Would I just create a rectangular bar the same width as the welcome area, for arguments sake 450px by 30px, which would have square corners, and then edit the lefthand end to form a quarter circle? Or would I create a rectangular bar the same height as the welcome area, for arguments sake 180px by 30px, which again would have square corners, and then edit the bottom end to form a curve. Would this be the way I'd do it? Would either method work? Or, is there an easier way?

More to the point, how do I edit the corner to create the curve?

Once created, how would I add the curved corner strip to my welcome area?

Can anyone tell me if a similar effect is achieveable in Paint Shop Pro, as I am more familiar with how to use this.


----------



## tomdkat (May 6, 2006)

Here is a tutorial for using PSP to create rounded corners. I use Gimp and using a selection and applying a "rounded corners" filter does the trick for me and in only a few mouse clicks.

Peace...


----------



## howard.a.s (Jul 22, 2005)

I'll go and have read and let you know how I get on. 

Just briefly refering back to my previous post, and looking at the website example.

If I'd already created a horizontal bar across the width of my website and given it a background colour, presumably I couldn't then add rounded corners to it?

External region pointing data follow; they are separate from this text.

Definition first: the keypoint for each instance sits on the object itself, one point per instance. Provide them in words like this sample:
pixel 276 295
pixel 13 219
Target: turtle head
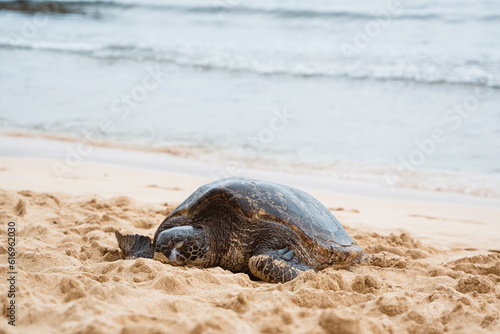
pixel 182 245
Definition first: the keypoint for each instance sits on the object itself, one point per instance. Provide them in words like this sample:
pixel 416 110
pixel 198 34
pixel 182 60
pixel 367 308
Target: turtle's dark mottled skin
pixel 268 230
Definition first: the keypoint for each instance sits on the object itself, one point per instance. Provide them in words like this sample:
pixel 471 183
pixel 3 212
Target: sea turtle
pixel 270 231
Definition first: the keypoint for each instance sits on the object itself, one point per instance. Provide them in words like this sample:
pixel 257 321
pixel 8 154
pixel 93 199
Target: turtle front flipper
pixel 272 268
pixel 134 246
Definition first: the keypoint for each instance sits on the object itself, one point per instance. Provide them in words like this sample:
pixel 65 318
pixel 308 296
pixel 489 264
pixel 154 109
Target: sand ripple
pixel 72 280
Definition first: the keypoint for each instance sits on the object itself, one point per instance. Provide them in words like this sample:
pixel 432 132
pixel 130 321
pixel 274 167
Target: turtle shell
pixel 273 203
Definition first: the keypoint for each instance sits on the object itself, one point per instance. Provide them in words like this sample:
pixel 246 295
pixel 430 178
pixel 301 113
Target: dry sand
pixel 443 274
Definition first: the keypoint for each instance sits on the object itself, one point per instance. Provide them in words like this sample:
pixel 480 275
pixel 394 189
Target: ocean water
pixel 402 93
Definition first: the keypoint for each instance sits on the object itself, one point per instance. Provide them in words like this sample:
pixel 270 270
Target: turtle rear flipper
pixel 134 246
pixel 271 267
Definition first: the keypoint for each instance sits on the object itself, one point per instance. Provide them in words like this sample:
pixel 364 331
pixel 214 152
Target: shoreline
pixel 440 270
pixel 69 157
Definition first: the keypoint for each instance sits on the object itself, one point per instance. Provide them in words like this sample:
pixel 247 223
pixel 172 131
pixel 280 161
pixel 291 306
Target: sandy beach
pixel 441 274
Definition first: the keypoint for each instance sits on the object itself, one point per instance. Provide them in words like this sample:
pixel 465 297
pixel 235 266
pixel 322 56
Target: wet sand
pixel 442 271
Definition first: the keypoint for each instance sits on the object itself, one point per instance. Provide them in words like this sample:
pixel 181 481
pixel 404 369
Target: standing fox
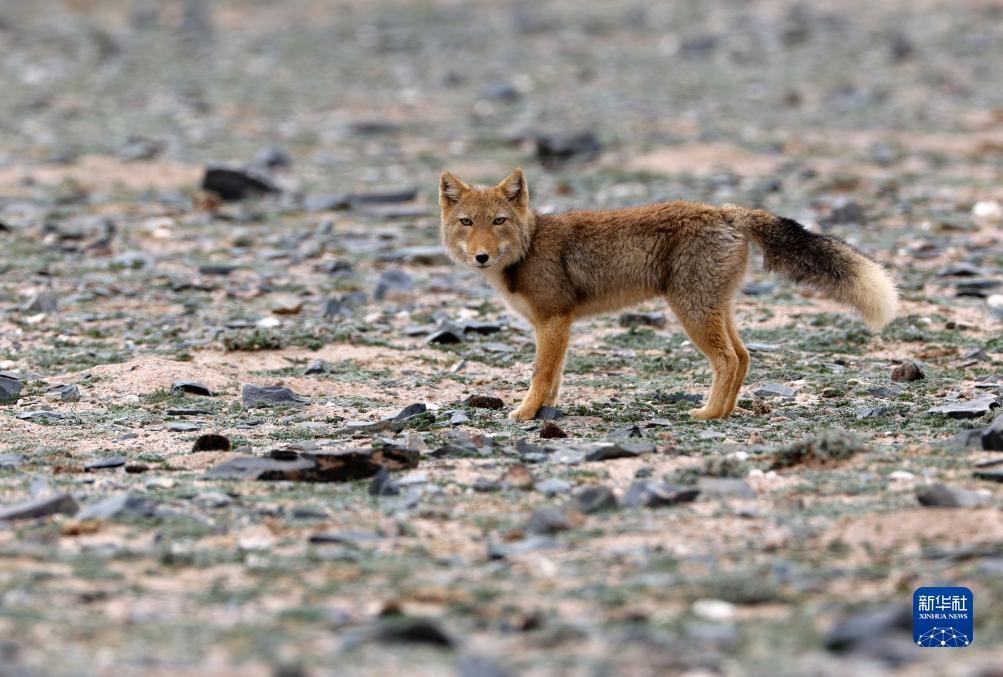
pixel 555 269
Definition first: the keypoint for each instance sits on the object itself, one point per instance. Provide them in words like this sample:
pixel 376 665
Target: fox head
pixel 485 227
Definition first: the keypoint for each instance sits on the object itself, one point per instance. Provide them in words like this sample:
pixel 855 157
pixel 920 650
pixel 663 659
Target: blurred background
pixel 372 92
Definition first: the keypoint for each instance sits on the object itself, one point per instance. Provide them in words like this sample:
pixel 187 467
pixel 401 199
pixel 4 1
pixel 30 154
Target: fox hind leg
pixel 552 400
pixel 743 360
pixel 713 333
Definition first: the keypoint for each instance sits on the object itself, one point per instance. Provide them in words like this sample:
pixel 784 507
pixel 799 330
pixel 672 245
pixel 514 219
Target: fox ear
pixel 514 188
pixel 451 188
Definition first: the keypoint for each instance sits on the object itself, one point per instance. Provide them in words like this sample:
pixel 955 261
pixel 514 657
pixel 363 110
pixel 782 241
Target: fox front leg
pixel 552 344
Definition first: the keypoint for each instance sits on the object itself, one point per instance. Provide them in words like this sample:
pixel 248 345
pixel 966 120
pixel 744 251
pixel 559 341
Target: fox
pixel 555 269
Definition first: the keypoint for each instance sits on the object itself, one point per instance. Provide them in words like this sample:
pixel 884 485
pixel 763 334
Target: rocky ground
pixel 183 376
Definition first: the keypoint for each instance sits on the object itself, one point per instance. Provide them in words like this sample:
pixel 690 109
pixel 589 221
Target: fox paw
pixel 523 413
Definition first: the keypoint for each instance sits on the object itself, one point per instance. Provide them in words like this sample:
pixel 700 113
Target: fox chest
pixel 517 303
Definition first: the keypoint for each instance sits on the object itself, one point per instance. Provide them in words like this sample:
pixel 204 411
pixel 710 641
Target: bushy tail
pixel 824 262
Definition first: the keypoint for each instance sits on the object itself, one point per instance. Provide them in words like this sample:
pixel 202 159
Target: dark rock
pixel 483 402
pixel 654 319
pixel 775 390
pixel 552 486
pixel 404 630
pixel 136 148
pixel 318 366
pixel 561 147
pixel 484 485
pixel 233 185
pixel 106 462
pixel 41 414
pixel 885 391
pixel 59 503
pixel 621 449
pixel 992 436
pixel 423 256
pixel 458 418
pixel 346 538
pixel 383 485
pixel 500 91
pixel 393 280
pixel 650 493
pixel 326 202
pixel 334 307
pixel 10 388
pixel 942 495
pixel 337 465
pixel 978 288
pixel 446 333
pixel 219 270
pixel 390 212
pixel 973 408
pixel 554 521
pixel 383 197
pixel 123 504
pixel 758 288
pixel 497 551
pixel 66 393
pixel 854 631
pixel 965 439
pixel 191 387
pixel 595 499
pixel 552 430
pixel 481 666
pixel 411 410
pixel 44 302
pixel 518 476
pixel 212 442
pixel 724 487
pixel 396 423
pixel 272 158
pixel 481 328
pixel 698 46
pixel 270 395
pixel 872 411
pixel 549 413
pixel 626 432
pixel 908 371
pixel 989 475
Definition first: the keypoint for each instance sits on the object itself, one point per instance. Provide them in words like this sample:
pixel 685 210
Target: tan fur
pixel 557 269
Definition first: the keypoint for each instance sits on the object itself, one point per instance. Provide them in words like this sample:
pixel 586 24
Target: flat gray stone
pixel 942 495
pixel 122 504
pixel 58 503
pixel 650 493
pixel 724 487
pixel 270 395
pixel 775 390
pixel 10 388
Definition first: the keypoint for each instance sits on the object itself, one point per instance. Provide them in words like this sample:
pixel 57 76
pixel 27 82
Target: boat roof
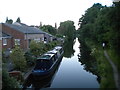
pixel 52 52
pixel 57 47
pixel 46 56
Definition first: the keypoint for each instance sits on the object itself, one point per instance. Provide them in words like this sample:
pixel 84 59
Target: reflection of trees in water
pixel 90 64
pixel 68 48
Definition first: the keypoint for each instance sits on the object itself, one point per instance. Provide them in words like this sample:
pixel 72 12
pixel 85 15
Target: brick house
pixel 21 34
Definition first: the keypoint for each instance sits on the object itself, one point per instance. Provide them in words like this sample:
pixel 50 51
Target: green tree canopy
pixel 67 29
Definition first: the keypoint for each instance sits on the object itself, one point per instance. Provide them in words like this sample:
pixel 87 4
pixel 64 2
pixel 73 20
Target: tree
pixel 8 82
pixel 17 56
pixel 49 29
pixel 18 20
pixel 67 29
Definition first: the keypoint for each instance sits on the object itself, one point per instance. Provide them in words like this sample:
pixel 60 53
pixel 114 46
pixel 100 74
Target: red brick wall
pixel 15 35
pixel 9 44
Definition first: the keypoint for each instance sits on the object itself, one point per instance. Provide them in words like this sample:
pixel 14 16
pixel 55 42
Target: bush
pixel 17 56
pixel 8 82
pixel 30 59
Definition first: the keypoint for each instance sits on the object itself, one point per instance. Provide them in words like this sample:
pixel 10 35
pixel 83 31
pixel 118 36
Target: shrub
pixel 18 59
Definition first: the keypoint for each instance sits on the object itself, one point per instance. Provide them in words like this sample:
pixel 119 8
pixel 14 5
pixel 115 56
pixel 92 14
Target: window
pixel 17 41
pixel 4 41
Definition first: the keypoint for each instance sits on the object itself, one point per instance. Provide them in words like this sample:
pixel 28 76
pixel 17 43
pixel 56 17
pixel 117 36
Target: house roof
pixel 25 29
pixel 4 35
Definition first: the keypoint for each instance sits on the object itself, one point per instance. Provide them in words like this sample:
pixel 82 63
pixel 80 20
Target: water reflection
pixel 71 72
pixel 68 48
pixel 90 64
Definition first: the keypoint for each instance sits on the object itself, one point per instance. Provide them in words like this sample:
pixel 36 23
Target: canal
pixel 70 73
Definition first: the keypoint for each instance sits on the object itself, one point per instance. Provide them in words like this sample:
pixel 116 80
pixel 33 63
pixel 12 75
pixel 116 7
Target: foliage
pixel 17 56
pixel 49 29
pixel 29 58
pixel 8 82
pixel 101 24
pixel 37 48
pixel 67 29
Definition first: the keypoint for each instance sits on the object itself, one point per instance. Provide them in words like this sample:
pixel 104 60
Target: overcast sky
pixel 32 12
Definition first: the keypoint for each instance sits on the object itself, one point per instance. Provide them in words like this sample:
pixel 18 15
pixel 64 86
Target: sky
pixel 49 12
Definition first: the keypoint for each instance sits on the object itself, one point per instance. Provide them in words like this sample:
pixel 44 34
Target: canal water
pixel 70 72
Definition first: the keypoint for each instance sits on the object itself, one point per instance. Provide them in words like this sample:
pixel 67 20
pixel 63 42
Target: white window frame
pixel 17 41
pixel 4 41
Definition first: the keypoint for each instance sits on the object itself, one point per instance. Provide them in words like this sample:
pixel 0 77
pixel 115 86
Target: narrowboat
pixel 47 63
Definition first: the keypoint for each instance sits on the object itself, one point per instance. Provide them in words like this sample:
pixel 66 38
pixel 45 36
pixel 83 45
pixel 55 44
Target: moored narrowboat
pixel 47 63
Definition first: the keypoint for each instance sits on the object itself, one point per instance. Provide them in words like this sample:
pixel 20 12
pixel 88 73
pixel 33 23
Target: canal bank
pixel 71 73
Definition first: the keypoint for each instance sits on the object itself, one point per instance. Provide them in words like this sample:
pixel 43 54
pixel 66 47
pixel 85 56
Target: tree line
pixel 101 24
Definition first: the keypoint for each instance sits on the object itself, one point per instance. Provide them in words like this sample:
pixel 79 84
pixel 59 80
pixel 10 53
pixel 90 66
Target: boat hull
pixel 49 71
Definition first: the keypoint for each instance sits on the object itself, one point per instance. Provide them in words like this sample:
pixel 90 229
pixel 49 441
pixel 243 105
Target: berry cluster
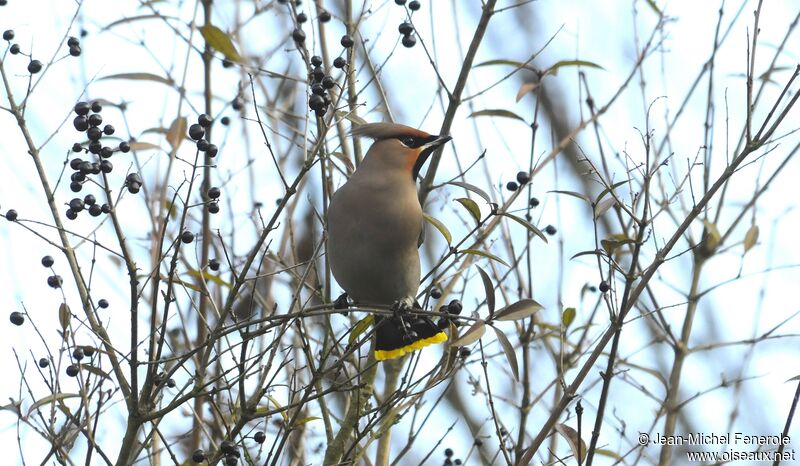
pixel 35 66
pixel 88 120
pixel 448 458
pixel 453 308
pixel 320 84
pixel 522 179
pixel 406 28
pixel 197 132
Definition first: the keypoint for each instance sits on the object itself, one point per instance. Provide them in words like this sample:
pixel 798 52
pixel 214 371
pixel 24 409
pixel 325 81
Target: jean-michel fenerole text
pixel 736 438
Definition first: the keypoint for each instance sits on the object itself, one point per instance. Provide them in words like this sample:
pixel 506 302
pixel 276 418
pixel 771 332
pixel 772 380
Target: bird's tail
pixel 399 335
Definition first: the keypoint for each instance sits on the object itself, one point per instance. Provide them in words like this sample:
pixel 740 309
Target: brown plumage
pixel 375 219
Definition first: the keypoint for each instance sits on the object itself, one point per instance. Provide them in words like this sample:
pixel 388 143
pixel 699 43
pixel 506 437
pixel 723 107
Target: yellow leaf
pixel 568 316
pixel 519 310
pixel 571 436
pixel 471 206
pixel 220 41
pixel 751 238
pixel 484 254
pixel 473 334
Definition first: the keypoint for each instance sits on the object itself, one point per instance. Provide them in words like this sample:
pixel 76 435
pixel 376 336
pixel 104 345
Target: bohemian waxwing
pixel 374 226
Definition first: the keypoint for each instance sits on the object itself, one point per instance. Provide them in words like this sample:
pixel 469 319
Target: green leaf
pixel 208 276
pixel 527 225
pixel 359 328
pixel 471 206
pixel 508 349
pixel 140 77
pixel 278 406
pixel 439 226
pixel 603 206
pixel 473 334
pixel 300 422
pixel 558 65
pixel 474 189
pixel 568 317
pixel 519 310
pixel 595 252
pixel 355 119
pixel 517 64
pixel 220 41
pixel 140 146
pixel 615 242
pixel 177 132
pixel 498 112
pixel 654 7
pixel 608 190
pixel 64 316
pixel 485 254
pixel 488 289
pixel 50 399
pixel 751 238
pixel 573 194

Would I have to first create a image slice and tile it across the area I want to cover, as opposed to just giving the area a background colour. Then, I would add the image with the rounded corners into position as required?


----------



## deepdiver01 (Dec 23, 2004)

Hi Howard.a.s
In photoshop, if you right click on the rectangle tool button in the taskbox, you will see an option for the rounded rectangle tool. When you click on that, there will be an option showing on the top of the work where you can adjust the size of the curve.

In regard adding the rounded corner, yes you will have to first create an image, slice it with left and right images with the curve being static, and tile the centre fill.


----------



## tomdkat (May 6, 2006)

howard.a.s said:


> Would I have to first create a image slice and tile it across the area I want to cover, as opposed to just giving the area a background colour. Then, I would add the image with the rounded corners into position as required?


You could do that OR you could create four rounded corners and set each corner as the background image of four nested DIVs. Then, the nested DIV with the actual content will have a background color matching the color of the corners and the result effect will be rounded corners. An example.

Making an image with rounded corners is certainly easier to do.

Peace...


----------